Monday, July 14, 2008

6-6-6 The Evil Vegetables Begin

We haven't done much to the large rectangle o' dirt lately because we've had days of non-stop rain. One of the fun things about Florida summers is the insane thunderstorms that can last hours, flood your yard and if you're lucky ruin at least one major appliance with a power surge. Today was our first day to get outside since the rains didn't come until 7 pm.

Remember earlier I mentioned that our gardening book said "Don't Guess - Test!" and we both agreed that the exclamation point meant we really needed to get our soil tested? Well that was then and this is now. Now I have a man who doesn't read assembly instructions and likes to use power tools and who said "Bah! Soil testing? Bah!" So he bought a bag of Lime and a bag of 6-6-6 fertilizer and got to work today.

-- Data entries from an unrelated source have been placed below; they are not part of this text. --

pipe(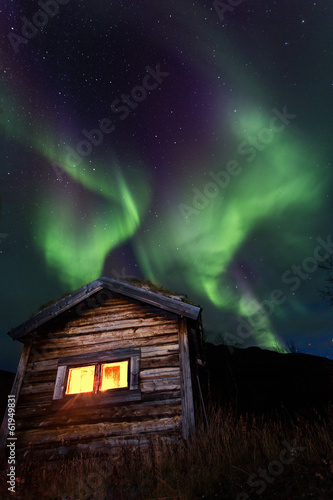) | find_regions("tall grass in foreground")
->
[0,408,333,500]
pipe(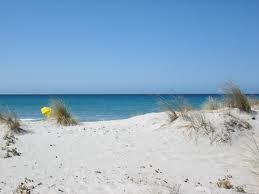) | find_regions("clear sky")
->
[0,0,259,93]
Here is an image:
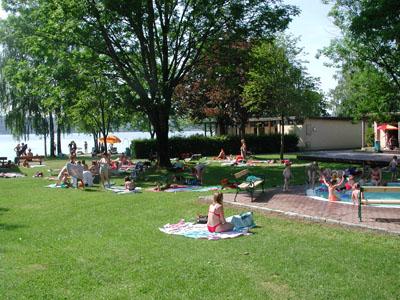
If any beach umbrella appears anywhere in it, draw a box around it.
[376,124,398,130]
[99,134,121,144]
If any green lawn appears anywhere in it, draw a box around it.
[0,156,400,299]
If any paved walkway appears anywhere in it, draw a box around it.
[199,187,400,235]
[297,150,398,166]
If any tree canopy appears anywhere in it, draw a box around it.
[322,0,400,118]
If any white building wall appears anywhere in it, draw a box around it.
[285,119,362,150]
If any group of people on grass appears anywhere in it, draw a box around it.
[57,152,144,190]
[214,139,249,162]
[57,153,110,188]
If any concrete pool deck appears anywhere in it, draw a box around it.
[199,186,400,235]
[297,150,399,166]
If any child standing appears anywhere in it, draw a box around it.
[351,183,363,205]
[322,176,344,201]
[282,162,292,192]
[99,153,110,188]
[389,155,398,181]
[125,176,135,191]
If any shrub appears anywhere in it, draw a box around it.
[131,134,299,158]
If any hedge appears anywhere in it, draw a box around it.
[131,134,299,158]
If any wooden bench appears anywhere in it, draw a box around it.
[0,157,7,167]
[233,169,265,202]
[19,155,44,165]
[358,186,400,222]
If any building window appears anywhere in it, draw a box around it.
[306,124,312,135]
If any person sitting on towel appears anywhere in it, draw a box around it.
[125,176,135,191]
[216,148,226,159]
[207,193,233,232]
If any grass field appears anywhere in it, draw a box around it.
[0,156,400,299]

He got a little hand-spreader thingy that did not work at all to spread the lime all over the soil. It looked like some sort of biological warfare with this white powdery stuff floating all around the garden, but Farmer B insisted that we must have acidic soil because all his friends have acidic soil. So there. Lime apparently makes your soil less acidic and apparently less acidic is good. Then he spread half a bag of 6-6-6, which is some sort of fertilizer disguised as cheap bird seed. Finally he tilled it in, like a good farmer should. Afterwards we sat back and wondered whether lime and 6-6-6 should actually be put on a garden at the same time... and if not, what sort of horrible mutations that could cause.

What were the boys doing in all this excitement? They found a lone mud puddle in the yard. After splashing around in it for awhile, they decided to get sticks and go fishing in the puddle. That was fun until they realized nothing was biting and my old yellow dog kept standing in it. Then they decided to throw tiny little white flowers in the puddle and make a potion. They were very serious about the potion and said it turns people into bats. This occupied them for about 45 minutes. You know, it's fascinating stuff...being a kid with a puddle or a man with a hand-spreader thingy. I was worn out just watching them.

1 comment:

Caroline said...

If your harvest is boutiful enough to jar some pasta sauce, can you please name it "Lucifer's Own"?

Ooohhh, "Flying Spaghetti Monster Sauce"!